Kategori : / DİL KALESİ | Okunma Sayısı: 1760 |
Son zamanlarda entelektüel gelişimleri adına buluşup sohbet ettiğimiz gençler özellikle Osmanlıca üzerinde duruyorlar, nasıl öğrenebilecekleri, nerede kullanabilecekleri gibi sorular soruyorlar. Kuşkusuz bu ilgide Sayın Cumhurbaşkanı’nın Osmanlıcayı gündeme taşımasının büyük tesiri var.

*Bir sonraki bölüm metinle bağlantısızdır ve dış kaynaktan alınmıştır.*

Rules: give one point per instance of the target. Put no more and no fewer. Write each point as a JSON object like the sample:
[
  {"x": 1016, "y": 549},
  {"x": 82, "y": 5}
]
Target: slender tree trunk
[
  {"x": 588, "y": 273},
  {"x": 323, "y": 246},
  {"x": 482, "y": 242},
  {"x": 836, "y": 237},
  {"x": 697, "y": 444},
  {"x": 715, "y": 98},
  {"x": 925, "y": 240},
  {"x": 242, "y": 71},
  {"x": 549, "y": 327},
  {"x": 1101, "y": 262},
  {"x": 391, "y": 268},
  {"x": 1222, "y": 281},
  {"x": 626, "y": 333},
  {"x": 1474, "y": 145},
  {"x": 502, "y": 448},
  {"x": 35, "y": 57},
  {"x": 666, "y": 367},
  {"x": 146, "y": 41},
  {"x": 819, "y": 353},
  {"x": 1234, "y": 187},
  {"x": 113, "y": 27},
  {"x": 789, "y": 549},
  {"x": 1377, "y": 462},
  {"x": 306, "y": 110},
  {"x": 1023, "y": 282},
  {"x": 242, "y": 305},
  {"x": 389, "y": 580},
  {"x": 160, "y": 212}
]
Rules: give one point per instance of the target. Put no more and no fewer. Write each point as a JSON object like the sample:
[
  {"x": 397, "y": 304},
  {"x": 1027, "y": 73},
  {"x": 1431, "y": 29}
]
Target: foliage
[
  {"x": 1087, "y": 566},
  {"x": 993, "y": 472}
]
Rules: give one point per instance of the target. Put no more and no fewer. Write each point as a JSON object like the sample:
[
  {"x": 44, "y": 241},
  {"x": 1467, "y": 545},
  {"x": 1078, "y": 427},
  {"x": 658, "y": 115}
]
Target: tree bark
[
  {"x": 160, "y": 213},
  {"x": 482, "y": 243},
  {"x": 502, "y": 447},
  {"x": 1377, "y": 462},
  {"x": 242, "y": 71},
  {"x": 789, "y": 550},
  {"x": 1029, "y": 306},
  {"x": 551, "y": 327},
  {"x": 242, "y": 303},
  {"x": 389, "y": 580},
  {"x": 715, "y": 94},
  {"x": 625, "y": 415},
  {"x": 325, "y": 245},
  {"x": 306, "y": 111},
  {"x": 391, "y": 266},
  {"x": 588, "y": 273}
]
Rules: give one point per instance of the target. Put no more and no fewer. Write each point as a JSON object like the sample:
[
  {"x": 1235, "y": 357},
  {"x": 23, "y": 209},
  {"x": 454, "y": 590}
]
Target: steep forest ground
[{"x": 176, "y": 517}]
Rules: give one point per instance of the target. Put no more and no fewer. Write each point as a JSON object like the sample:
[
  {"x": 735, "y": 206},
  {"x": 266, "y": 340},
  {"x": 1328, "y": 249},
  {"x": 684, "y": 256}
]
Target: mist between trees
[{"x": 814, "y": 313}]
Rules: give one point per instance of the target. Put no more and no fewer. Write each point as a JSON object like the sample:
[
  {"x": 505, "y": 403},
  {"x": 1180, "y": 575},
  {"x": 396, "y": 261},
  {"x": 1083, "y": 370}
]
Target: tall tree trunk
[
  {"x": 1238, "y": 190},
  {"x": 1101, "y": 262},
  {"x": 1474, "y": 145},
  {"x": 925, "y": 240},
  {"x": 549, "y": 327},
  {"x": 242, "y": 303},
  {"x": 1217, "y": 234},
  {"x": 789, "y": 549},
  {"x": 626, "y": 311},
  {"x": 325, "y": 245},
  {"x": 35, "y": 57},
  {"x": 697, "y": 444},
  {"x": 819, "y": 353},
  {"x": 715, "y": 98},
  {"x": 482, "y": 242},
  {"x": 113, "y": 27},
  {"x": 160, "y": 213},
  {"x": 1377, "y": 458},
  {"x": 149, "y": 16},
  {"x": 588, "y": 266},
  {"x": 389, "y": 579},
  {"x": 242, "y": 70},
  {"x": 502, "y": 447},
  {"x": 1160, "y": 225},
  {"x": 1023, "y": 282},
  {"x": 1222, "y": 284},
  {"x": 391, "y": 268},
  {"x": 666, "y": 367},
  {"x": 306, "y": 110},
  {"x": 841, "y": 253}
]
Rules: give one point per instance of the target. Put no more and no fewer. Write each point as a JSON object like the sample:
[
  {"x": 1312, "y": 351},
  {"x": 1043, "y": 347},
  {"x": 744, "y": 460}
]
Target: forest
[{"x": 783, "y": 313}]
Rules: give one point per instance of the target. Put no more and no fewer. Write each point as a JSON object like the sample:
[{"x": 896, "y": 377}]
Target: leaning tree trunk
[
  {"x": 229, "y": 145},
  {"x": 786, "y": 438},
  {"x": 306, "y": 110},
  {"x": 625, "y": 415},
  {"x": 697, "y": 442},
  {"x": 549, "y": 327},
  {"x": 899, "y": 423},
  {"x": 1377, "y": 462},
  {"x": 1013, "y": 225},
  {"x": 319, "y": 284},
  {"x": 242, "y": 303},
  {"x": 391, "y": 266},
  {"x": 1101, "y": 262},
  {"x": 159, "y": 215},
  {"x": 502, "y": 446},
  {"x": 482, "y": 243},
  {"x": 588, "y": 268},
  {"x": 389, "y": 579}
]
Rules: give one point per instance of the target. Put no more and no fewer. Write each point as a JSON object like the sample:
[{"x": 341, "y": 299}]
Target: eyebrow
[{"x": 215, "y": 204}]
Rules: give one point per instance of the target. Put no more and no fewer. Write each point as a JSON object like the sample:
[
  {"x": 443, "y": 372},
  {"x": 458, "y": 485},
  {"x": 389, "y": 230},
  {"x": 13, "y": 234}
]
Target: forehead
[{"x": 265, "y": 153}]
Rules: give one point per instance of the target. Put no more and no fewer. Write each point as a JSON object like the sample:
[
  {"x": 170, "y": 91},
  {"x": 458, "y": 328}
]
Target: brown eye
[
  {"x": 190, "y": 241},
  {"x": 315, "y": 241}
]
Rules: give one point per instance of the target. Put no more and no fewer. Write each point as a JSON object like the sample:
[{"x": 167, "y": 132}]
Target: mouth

Çoğu Osmanlıcayı geçmişe, geleneğe uzanmanın anahtarı olarak görüyor. Yalnızca mezar taşına odaklanmamaları memnuniyet verici. Arapçaya, Farsçaya açılan pencere olarak algılıyorlar. Ama aynı zamanda bugün kullandıkları pek çok kelimenin etimolojisine aşina olmanın yolu olduğunun da bilincindeler.
Dil, düşüncenin kendini idrak ettiği iklimdir. Anadili, bir insan için aile ocağıdır. Kişi bu aile ocağında yaşar ve şahsiyet kazanır. Tarih ve kültürün belirlediği dil, düşünceyi ferdilikten çıkararak toplumun malı olmasını sağlar.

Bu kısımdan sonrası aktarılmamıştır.